Skip the big banks to save when sending money overseas
If you are one of the many Australians who regularly send money to family overseas or conducts business internationally with the big four banks, it might surprise you to learn that you are being hit with some of the highest money transfer rates in the world.
Although many of us like the convenience of banking with the big four because we have an existing relationship through a bank account, mortgage or credit card, when it comes to international money transfers staying loyal to the top end of town can really burn a hole in your pocket.
Mozo's latest research has found that moving your money with one of the specialist online money transfer providers such as XE, WorldFirst and OFX can save you 4.7% on average.
When we looked at someone transferring $10,000 into US dollars, pounds or euros, we found savings of up to $400 on offer through the more competitive online providers.
The message is clear: as with any financial product it really pays to do your research when looking for an international money transfer provider.
Our findings come as the latest data from the World Bank reveals Australia remains one of the most expensive G20 countries for international money transfers. We pay an average of 7.77% on a $US200 transfer, well above the global average of 6.94%.
The World Bank's date for the third quarter of 2018 also shows Australia is among the top four most expensive G20 countries to send money from, behind only Canada, Japan and South Africa.

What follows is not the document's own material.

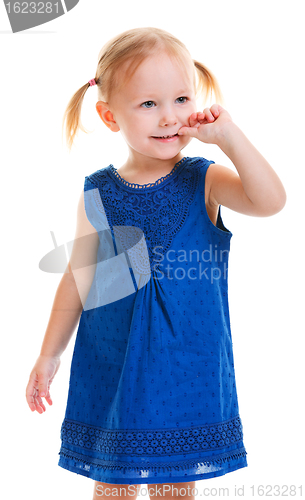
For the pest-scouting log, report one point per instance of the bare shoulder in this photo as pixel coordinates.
(85, 243)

With all the research pointing to the big four banks failing to deliver for their customers when it comes to international money transfers, it's welcome news that the ACCC has launched an inquiry into foreign currency conversion.
The inquiry will examine price competition as well as the way prices are presented to customers and is expected to report back in May next year.
Tips for transferring money overseas
- Compare exchange rates - a more competitive rate means you'll get more foreign currency for your dollar.
- Transfer speed - specialists can process transfers in as little as one or two days while the big banks could leave you waiting up to five days. It's important to check the processing time, whether it can be reduced if necessary, and whether that will cost you extra.
- Transfer limits - find out if any limits apply, such as minimum or maximum amounts you can transfer either in one go or over a month.